To calculate GFI, we will take our cost of investment and subtract it from the average predicted means from 2018 to 2021.

We will then use the formula above to calculate the return of investment for each zip code observed

In [None]:
## Zipcodes of Orange County, Florida
zipcodes

In [None]:
ROI_list = []
model_list = []

## Loop to get each zip code and calculate return on ivestment ##
for code in zipcodes:
    zip_df = df_fl.loc[(df_fl.RegionName==code), ['value']].resample('MS').mean()
    zip_model = model_SARIMA(zip_df, order=order, s_order=s_order)

    pred = zip_model.get_prediction(start=pd.to_datetime('2014'), end=pd.to_datetime('2021'))

    ## Define the initial cost of investment as of 2017 ##
    cost_of_investment = zip_df['2017'].value.mean()

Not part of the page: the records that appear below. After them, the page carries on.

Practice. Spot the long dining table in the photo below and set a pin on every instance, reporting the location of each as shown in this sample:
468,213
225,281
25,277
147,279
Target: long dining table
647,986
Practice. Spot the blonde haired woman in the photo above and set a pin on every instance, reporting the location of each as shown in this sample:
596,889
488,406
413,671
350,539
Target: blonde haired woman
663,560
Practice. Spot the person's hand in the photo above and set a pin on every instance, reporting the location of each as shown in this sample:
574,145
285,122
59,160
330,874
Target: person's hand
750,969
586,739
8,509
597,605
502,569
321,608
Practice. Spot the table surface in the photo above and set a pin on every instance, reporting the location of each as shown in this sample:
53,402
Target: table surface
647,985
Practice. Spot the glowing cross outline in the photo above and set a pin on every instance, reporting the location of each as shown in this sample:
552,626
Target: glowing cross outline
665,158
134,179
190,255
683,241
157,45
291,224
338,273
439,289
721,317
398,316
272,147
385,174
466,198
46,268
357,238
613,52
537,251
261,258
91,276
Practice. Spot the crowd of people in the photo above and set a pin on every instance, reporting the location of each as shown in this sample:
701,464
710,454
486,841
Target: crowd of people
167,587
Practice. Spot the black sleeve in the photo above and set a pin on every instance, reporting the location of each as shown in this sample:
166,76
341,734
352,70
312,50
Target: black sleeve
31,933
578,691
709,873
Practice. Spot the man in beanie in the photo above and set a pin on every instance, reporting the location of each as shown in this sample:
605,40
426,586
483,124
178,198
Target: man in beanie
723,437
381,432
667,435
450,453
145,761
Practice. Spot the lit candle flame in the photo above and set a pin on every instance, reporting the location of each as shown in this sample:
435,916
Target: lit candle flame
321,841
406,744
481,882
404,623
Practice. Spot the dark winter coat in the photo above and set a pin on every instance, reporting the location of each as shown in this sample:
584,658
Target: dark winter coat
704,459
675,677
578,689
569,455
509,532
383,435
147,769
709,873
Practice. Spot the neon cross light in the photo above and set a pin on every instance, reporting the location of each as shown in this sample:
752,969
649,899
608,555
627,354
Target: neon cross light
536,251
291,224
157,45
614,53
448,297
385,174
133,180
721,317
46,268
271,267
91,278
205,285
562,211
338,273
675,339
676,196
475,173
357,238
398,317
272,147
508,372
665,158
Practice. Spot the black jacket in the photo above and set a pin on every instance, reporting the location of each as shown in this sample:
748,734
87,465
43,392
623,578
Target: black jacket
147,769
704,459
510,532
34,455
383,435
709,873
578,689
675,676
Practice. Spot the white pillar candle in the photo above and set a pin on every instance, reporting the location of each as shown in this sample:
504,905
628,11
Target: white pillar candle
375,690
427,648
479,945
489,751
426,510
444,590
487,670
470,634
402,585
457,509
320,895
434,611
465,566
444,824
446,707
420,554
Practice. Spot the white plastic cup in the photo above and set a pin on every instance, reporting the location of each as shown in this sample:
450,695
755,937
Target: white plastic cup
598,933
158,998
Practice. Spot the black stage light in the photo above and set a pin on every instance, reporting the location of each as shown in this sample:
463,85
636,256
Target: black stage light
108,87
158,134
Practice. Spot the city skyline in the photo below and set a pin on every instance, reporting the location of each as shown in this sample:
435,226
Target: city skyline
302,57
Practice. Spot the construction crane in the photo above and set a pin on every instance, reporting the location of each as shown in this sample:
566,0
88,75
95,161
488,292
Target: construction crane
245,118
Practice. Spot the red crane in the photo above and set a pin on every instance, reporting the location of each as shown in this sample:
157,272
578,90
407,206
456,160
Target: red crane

    ## Calculate gain from investmnt from 2018 up to 2021 ##
    gain_from_investment = pred.predicted_mean['2018':].mean()

    ## calculate Return of Investment for the observed zip code
    ROI = (gain_from_investment - cost_of_investment)/cost_of_investment
    ROI_list.append(ROI)
    model_list.append(zip_model)

In [None]:
df_results = pd.DataFrame(data=list(zip(zipcodes, ROI_list, model_list)), columns=['zip_code','ROI','model'])

# Step 6: Interpreting Results

Based on the results of our model, the top 5 zip codes to purchase a house from 2018 -2021 are as follows:
    

In [None]:
df_results.sort_values(by='ROI', ascending=False).drop('model', axis=1).head()

In [None]:
df_results.columns

## Conclusion

Based on the results of our modeling and testing, the best zip code in Orange County to purchase a home is 32839.
The return on investment for this home is listed at 4.